Use Key Pairs to connect to Snowflake using PySpark.
Snowflake data can be accessed from different Snowflake clients(e.g. SnowSQL CLI, JDBC Driver, Snowflake Connector for Spark etc.) For more details on Snowflake connector & driver use this link.
While Snowflake allows basic authentication, for enhance security it supports Key Pair(RSA) authentication.
This guide is to show how quickly we can build a pyspark application to do so.
- An Account in Snowflake (you can use free tier for 30 days)
- Spark installtion completed
- Spark Snowflake connector are installed
- Any IDE/text editor to build pyspark code
1. Generate Private Key
Snowflake allows using both encrypted and unencrypted keys, but some clients(SnowSQL CLI) need encrypted keys only. Also encrypted keys are recommended. Here we will use Openssl to create these keys.
- Create Unencrypted key
$ openssl genrsa 2048 | openssl pkcs8 -topk8 -inform PEM -out sf_rsa_key.p8 -nocrypt
- Create Encrypted key
$ openssl genrsa 2048 | openssl pkcs8 -topk8 -inform PEM -out sf_rsa_key.p8
2. Generate Public Key
This steps creates public key using the private key.

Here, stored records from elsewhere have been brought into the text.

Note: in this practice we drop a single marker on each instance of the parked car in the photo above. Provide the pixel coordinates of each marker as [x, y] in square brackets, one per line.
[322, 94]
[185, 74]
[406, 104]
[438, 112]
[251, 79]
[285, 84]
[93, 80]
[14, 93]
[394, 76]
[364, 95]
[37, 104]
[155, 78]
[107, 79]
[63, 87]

openssl rsa -in sf_rsa_key.p8 -pubout -out sf_rsa_key.pub
3. Assign public key to Snowflake user
Open the public key file in a text editor(I have used VSCode) and copy the key. Then execute below from Snowflake UI or CLI.

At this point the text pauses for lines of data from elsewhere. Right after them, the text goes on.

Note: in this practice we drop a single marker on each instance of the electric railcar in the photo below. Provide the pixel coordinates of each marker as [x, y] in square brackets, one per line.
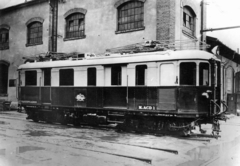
[164, 91]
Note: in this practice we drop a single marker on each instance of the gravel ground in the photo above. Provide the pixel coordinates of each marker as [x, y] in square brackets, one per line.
[24, 142]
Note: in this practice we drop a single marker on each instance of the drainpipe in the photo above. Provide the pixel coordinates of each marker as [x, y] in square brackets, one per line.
[203, 21]
[53, 25]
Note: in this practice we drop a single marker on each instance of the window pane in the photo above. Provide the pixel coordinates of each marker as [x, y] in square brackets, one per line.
[35, 33]
[204, 74]
[128, 14]
[116, 75]
[31, 78]
[75, 25]
[188, 73]
[167, 74]
[92, 76]
[47, 77]
[141, 72]
[66, 77]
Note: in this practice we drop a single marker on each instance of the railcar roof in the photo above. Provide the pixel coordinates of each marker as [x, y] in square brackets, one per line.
[121, 59]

alter user <username> set RSA_PUBLIC_KEY = '<key-value>;
4. Veirfy
Use below command to verify that public key is added.
desc user <username>
5. Configure Snowflake Client(in this case PySpark script) to use RSA authentication
The pyspark code is added here. The code reads the private key, creates spark session, builds snowflake context and then finally connects to snowflake to read data.
To execute the code use below command
$ spark-submit .../TestSnowflakeRSA.py
Tip: Add these jars in Spark classpath - snowflake-jdbc-3.13.3.jar and spark-snowflake_2.12-2.8.5-spark_3.0.jar.
- This authentication method requires, as a minimum, a 2048-bit RSA key pair
- Snowflake supports uninterrupted rotation of public keys, uses two RSA Public Key properties to do same
- Creating encrypted private key, requires using a passphrase. Snowflake recommens PCI DSS standard to generate the passphrase.